Madde 173 – (1) Suçtan zarar gören, kovuşturmaya yer olmadığına dair kararın kendisine tebliğ edildiği tarihten itibaren onbeş gün içinde, bu kararı veren Cumhuriyet savcısının yargı çevresinde görev yaptığı ağır ceza mahkemesinin bulunduğu yerdeki sulh ceza hâkimliğine itiraz edebilir.
(2) İtiraz dilekçesinde, kamu davasının açılmasını gerektirebilecek olaylar ve deliller belirtilir.
(3) (Değişik fıkra: 18/06/2014…6545 S.K./71. md) Sulh ceza hâkimliği, kararını vermek için soruşturmanın genişletilmesine gerek görür ise bu hususu açıkça belirtmek suretiyle, O yer Cumhuriyet Başsavcılığı’ndan talepte bulunabilir; kamu davasının açılması için yeterli nedenler bulunmazsa, istemi gerekçeli olarak reddeder; itiraz edeni giderlere mahkûm eder ve dosyayı Cumhuriyet Savcısına gönderir.

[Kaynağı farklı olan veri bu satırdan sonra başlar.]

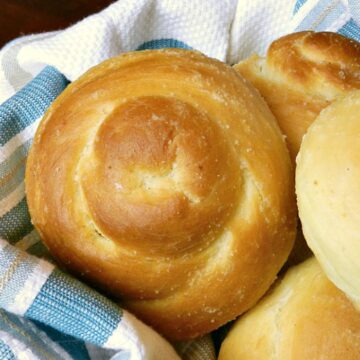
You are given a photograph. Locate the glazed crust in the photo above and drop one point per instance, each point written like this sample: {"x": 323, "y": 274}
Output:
{"x": 162, "y": 178}
{"x": 302, "y": 74}
{"x": 304, "y": 317}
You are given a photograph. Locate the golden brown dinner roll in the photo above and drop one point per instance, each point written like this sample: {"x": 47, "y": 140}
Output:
{"x": 301, "y": 74}
{"x": 305, "y": 317}
{"x": 162, "y": 177}
{"x": 328, "y": 191}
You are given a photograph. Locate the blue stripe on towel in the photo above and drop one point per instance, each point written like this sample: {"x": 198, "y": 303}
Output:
{"x": 68, "y": 306}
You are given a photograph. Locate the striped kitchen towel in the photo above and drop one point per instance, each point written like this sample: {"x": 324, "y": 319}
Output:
{"x": 44, "y": 313}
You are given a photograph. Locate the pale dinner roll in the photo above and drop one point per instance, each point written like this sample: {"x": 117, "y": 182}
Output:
{"x": 328, "y": 192}
{"x": 305, "y": 317}
{"x": 301, "y": 74}
{"x": 162, "y": 178}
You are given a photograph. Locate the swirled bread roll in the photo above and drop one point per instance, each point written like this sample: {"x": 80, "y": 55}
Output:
{"x": 162, "y": 178}
{"x": 328, "y": 192}
{"x": 304, "y": 317}
{"x": 301, "y": 75}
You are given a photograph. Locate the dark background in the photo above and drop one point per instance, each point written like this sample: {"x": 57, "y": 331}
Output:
{"x": 21, "y": 17}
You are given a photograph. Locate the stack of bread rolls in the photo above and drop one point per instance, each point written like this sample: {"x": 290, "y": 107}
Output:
{"x": 164, "y": 179}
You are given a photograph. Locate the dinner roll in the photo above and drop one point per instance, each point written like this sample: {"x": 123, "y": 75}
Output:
{"x": 162, "y": 178}
{"x": 328, "y": 192}
{"x": 301, "y": 74}
{"x": 305, "y": 317}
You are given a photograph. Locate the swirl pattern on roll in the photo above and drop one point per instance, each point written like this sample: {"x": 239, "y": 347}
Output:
{"x": 162, "y": 178}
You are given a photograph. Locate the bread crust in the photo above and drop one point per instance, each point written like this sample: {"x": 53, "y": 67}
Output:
{"x": 302, "y": 74}
{"x": 162, "y": 178}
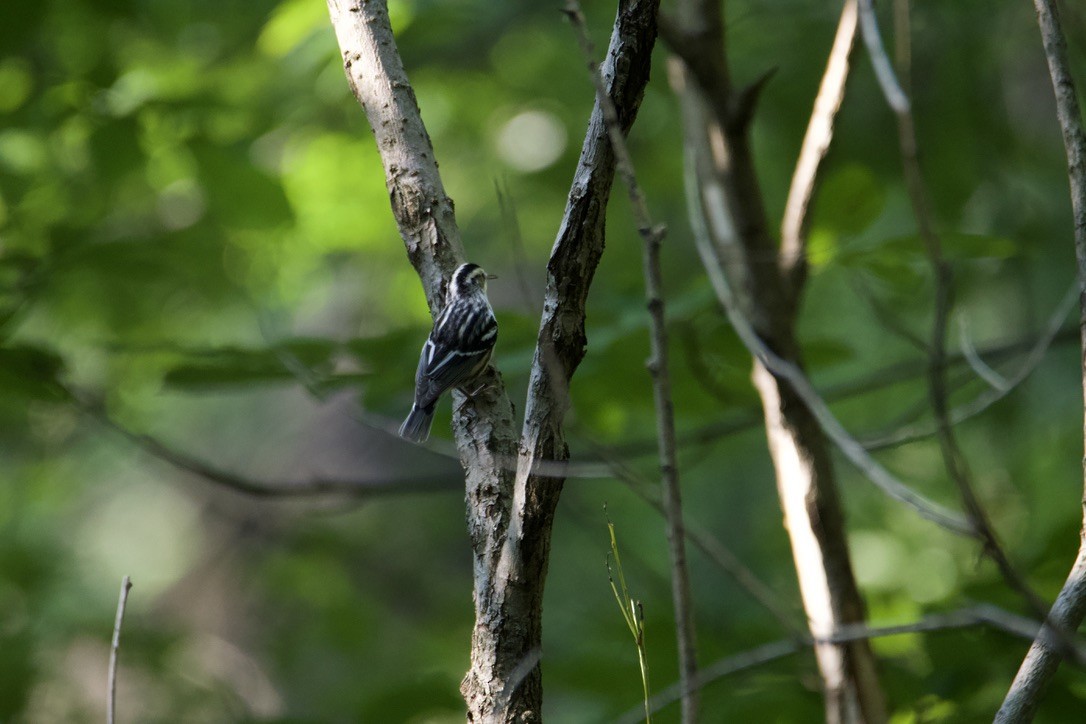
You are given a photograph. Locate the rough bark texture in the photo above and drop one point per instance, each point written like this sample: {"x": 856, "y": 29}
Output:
{"x": 509, "y": 576}
{"x": 716, "y": 128}
{"x": 1042, "y": 661}
{"x": 509, "y": 513}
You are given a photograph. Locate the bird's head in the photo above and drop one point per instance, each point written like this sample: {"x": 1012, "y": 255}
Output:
{"x": 468, "y": 278}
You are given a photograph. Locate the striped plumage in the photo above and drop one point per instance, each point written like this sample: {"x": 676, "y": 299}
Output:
{"x": 457, "y": 350}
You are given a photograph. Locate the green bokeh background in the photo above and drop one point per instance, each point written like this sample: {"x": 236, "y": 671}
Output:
{"x": 196, "y": 243}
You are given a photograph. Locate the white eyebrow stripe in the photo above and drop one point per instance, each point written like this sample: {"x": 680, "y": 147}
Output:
{"x": 449, "y": 358}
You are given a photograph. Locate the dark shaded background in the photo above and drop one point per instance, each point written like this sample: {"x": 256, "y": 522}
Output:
{"x": 196, "y": 244}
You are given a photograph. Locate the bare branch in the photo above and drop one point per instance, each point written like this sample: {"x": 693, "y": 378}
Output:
{"x": 816, "y": 144}
{"x": 1070, "y": 607}
{"x": 853, "y": 449}
{"x": 954, "y": 459}
{"x": 652, "y": 236}
{"x": 976, "y": 615}
{"x": 983, "y": 402}
{"x": 111, "y": 705}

Cumhuriyet Savcısı, kararı itiraz edene ve şüpheliye bildirir.
(4) (Değişik fıkra: 25/05/2005…5353 S.K./26.mad) Sulh Ceza hâkimliği istemi yerinde bulursa, Cumhuriyet Savcısı iddianame düzenleyerek mahkemeye verir.

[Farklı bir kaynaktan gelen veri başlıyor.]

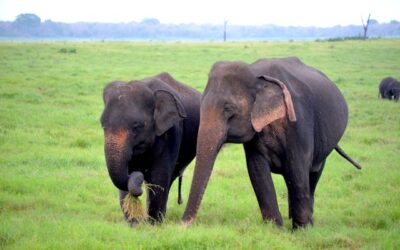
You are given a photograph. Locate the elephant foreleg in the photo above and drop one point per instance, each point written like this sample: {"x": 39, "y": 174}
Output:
{"x": 261, "y": 179}
{"x": 300, "y": 205}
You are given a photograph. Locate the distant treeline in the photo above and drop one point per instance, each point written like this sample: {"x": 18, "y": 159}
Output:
{"x": 30, "y": 26}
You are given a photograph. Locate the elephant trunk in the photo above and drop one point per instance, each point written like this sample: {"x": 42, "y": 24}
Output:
{"x": 211, "y": 136}
{"x": 136, "y": 179}
{"x": 116, "y": 157}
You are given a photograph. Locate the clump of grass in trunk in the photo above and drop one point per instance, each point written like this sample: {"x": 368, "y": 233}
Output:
{"x": 133, "y": 206}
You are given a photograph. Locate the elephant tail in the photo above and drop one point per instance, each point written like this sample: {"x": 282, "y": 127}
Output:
{"x": 180, "y": 190}
{"x": 344, "y": 155}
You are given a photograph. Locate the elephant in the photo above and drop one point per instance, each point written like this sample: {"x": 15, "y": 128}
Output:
{"x": 288, "y": 116}
{"x": 150, "y": 134}
{"x": 389, "y": 88}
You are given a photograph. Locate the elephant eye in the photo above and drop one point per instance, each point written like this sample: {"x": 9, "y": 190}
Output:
{"x": 136, "y": 126}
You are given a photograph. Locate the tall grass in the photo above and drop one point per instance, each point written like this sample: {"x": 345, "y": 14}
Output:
{"x": 55, "y": 191}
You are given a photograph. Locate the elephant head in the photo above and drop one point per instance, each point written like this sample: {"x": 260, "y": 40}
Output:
{"x": 236, "y": 104}
{"x": 134, "y": 115}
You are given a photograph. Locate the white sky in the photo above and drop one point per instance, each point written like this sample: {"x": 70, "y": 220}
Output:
{"x": 321, "y": 13}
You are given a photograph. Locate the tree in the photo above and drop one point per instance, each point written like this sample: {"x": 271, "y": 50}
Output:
{"x": 27, "y": 21}
{"x": 365, "y": 25}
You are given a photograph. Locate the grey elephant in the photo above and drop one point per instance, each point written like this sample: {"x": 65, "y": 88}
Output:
{"x": 150, "y": 134}
{"x": 389, "y": 88}
{"x": 288, "y": 116}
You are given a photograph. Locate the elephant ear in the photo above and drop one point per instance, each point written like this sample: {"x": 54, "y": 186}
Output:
{"x": 168, "y": 111}
{"x": 271, "y": 103}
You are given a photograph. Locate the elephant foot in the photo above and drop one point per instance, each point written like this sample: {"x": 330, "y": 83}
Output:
{"x": 299, "y": 225}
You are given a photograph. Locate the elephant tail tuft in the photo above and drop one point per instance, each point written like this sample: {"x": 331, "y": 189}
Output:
{"x": 180, "y": 190}
{"x": 344, "y": 155}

(5) Cumhuriyet Savcısının kamu davasının açılmaması hususunda takdir yetkisini kullandığı hâllerde bu madde hükmü uygulanmaz.” şeklinde yer verilen düzenlemelerden de anlaşılacağı üzere; Cumhuriyet Savcısı kendisine yapılan suç duyurusu veya şikayet üzerine suçun gerçekten işlenip işlenmediğinin tespiti için hemen işin gerçeğini araştırmaya başlamalı ve maddi gerçeğin ortaya çıkmasına yarayan tüm yasal yöntemlere başvurmalıdır. Toplanan delillerin suçun işlendiği hususunda yeterli şüphe oluşturduğu kanısına ulaştığında iddianame düzenleyerek kamu davası açması, aksi halde ise anılan Kanun’un 172. maddesi gereği kovuşturma yapılmasına yer olmadığına dair karar vermesi gerekmektedir.

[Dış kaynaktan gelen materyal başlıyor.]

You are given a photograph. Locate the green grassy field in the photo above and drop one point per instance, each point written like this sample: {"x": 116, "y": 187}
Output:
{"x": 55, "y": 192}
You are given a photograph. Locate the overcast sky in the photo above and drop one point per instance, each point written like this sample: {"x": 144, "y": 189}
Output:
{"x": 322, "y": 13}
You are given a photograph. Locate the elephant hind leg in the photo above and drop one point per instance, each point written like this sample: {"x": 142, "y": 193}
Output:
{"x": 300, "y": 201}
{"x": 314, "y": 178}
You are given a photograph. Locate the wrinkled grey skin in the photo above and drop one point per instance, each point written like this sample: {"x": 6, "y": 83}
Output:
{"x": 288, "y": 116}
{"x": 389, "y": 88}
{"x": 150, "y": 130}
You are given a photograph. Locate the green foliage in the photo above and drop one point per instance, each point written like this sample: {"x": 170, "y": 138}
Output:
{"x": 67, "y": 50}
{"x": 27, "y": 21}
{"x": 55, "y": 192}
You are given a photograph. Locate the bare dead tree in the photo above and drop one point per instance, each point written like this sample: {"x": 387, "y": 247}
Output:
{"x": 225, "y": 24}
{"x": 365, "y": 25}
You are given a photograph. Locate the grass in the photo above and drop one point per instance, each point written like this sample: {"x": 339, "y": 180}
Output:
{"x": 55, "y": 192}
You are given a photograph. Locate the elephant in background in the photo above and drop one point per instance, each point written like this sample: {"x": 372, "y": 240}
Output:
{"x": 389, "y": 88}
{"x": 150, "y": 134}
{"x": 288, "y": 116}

Soruşturmaya konu olayda , şikayete konu poliçe asılları ve kredi kartları ekstrelerinin getirtilmesi, müştekinin usulüne uygun davet edilip, poliçeler üzerinde bulunan yazı ve imzaların kendisine ait olup olmadığının sorulması; kendisine ait olmadığını söylemesi halinde,müşteki ve şüphelinin yazı ve imza örnekleri temin edilerek, poliçerdeki yazı ve imzaların müşteki veya şüpheliye ait olup olmadığı konusunda uzman bir kurum veya kuruluştan rapor alınması ve gerektiğinde bahsi geçen diğer acenta yetkililerinin dinlenmesi gerekirken,şüphelinin ifadesinin alınması haricinde hiç bir inceleme ve araştırma yapılmadan kovuşturmaya yer olmadığına dair karar verilmiş olması nedeniyle itirazın bu yönden kabul edilmesi gerekirken, yazılı şekilde reddine karar verilmesi,
Yasaya aykırı ve Adalet Bakanlığı’nın kanun yararına bozma istemine dayalı Yargıtay Cumhuriyet Başsavcılığı’nın ihbarname içeriği bu itibarla yerinde görüldüğünden, … 2. Sulh Ceza Hakimliği’nin 28.11.2017 gün ve 2017/4697 değişik iş sayılı itirazın reddine ilişkin kararının CMK.nun 309.maddesi gereğince BOZULMASINA, müteakip işlemlerin mahallinde yapılmasına, dosyanın Adalet Bakanlığı’na gönderilmek üzere Yargıtay Cumhuriyet Başsavcılığı’na TEVDİİNE, 20.12.2018 gününde oybirliğiyle karar verildi.